Bag : [1 1 1 1 1 1 1 1 1 1 1 0 0 0 0 0 0 0 0 0] 
 Bag shuffled:  [1 1 0 0 1 0 0 1 1 0 1 1 1 0 0 0 1 0 1 1] 
 A resample:  [1 1 0 0 1 0 0 1 1 0] 
 B resample:  [1 1 1 0 0 0 1 0 1 1] 
 Resample Yes Rate (%): A: 50.0 B: 60.0 A-B -10.0 
 Observed Yes Rate (%) A: 70.0 , B: 40.0 , A-B 30.0


In [75]:
seed(2)
p = 100

perm_res = [0] * p

for i in range(p):
    bag = sample(bag, len(bag))
    a_rs = bag[:a]
    b_rs = bag[a:]
    perm_res[i] = 100 * sum(a_rs) / a - sum(b_rs) / b * 100

print(perm_res)

[10.0, 30.0, 30.0, -10.0, -10.0, 10.0, 10.0, 10.0, 10.0, -10.0, -10.0, 10.0, -10.0, 10.0, 30.0, 50.0, 10.0, -30.0, 10.0, -10.0, -30.0, -10.0, -30.0, -10.0, -50.0, -30.0, 10.0, 30.0, -30.0, 30.0, -10.0, 10.0, 10.0, 30.0, 50.0, 10.0, -10.0, -10.0, -10.0, -30.0, -10.0, -10.0, 10.0, 10.0, -30.0, 30.0, 10.0, -10.0, 30.0, -10.0, -10.0, -10.0, 10.0, 10.0, 10.0, 10.0, -50.0, -10.0, -10.0, -10.0, 30.0, -10.0, 10.0, 10.0, -30.0, 10.0, 10.0, -10.0, 10.0, 10.0, 30.0, -10.0, -30.0, -50.0, -10.0, -10.0, -10.0, 10.0, 10.0, 10.0, -50.0, 10.0, 10.0, 30.0, -50.0, -10.0, 10.0, -10.0, 30.0, -10.0, -10.0, -10.0, -50.0, 10.0, -30.0, -10.0, 30.0, 30.0, -10.0, -10.0]


In [76]:
per_res_s = pd.Series(perm_res)
print(pd.pivot_table(per_res_s.value_counts().reset_index(),
                    values = 0, columns = "index").to_string(index=False))
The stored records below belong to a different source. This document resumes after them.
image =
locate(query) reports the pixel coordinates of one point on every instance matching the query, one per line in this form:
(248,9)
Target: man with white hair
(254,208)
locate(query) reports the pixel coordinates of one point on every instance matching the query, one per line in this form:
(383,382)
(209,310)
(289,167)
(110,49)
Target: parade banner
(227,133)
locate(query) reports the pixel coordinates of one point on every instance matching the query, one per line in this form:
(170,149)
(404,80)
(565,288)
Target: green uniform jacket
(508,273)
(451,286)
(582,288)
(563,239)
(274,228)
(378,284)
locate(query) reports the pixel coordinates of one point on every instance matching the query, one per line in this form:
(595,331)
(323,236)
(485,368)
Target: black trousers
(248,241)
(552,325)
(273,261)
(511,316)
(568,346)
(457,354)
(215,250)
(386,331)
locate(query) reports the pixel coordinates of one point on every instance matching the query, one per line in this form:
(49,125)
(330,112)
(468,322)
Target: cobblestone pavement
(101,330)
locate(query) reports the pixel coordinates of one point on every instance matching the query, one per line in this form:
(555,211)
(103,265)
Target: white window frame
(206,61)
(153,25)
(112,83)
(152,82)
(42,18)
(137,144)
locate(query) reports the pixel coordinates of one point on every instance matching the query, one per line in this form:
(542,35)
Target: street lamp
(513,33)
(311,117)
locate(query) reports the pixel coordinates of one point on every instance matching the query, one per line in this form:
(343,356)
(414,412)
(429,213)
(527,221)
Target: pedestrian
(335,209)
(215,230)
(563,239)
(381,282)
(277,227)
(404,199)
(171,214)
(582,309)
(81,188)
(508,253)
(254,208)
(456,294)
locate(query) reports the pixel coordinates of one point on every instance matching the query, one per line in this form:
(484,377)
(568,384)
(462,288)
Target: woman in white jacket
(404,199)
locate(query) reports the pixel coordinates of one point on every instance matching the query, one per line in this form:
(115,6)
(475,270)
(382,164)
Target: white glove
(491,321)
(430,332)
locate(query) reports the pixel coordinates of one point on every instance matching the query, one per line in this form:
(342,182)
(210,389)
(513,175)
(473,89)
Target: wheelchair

 -50.0  -30.0  -10.0   10.0   30.0   50.0
     6     10     35     33     14      2


In [77]:
# Two-way hypothesis test
extreme_count = sum(per_res_s.abs() >= abs(ab_yes_pc))

# One-way hypothesis test
pos_extreme_count = sum(per_res_s >= (ab_yes_pc))

print("Number of permutations: ", p, 
      "\nTwo-way: Extreme count: ", extreme_count,
      "\nTwo-way: Extreme ratio (p-value): ", extreme_count / p,
      "\nOne-way: Extreme count: ", pos_extreme_count,
      "\nOne-way: Extreme ratio (p-value): ", pos_extreme_count / p,
     )

Number of permutations:  100 
Two-way: Extreme count:  32 
Two-way: Extreme ratio (p-value):  0.32 
One-way: Extreme count:  16 
One-way: Extreme ratio (p-value):  0.16


P-values are larger than 0.05 (alpha-standard threshold), so we have to retain the null hypothesis.

P-values are the probability of the extreme values that their range is determined by the observed result (on the density plot).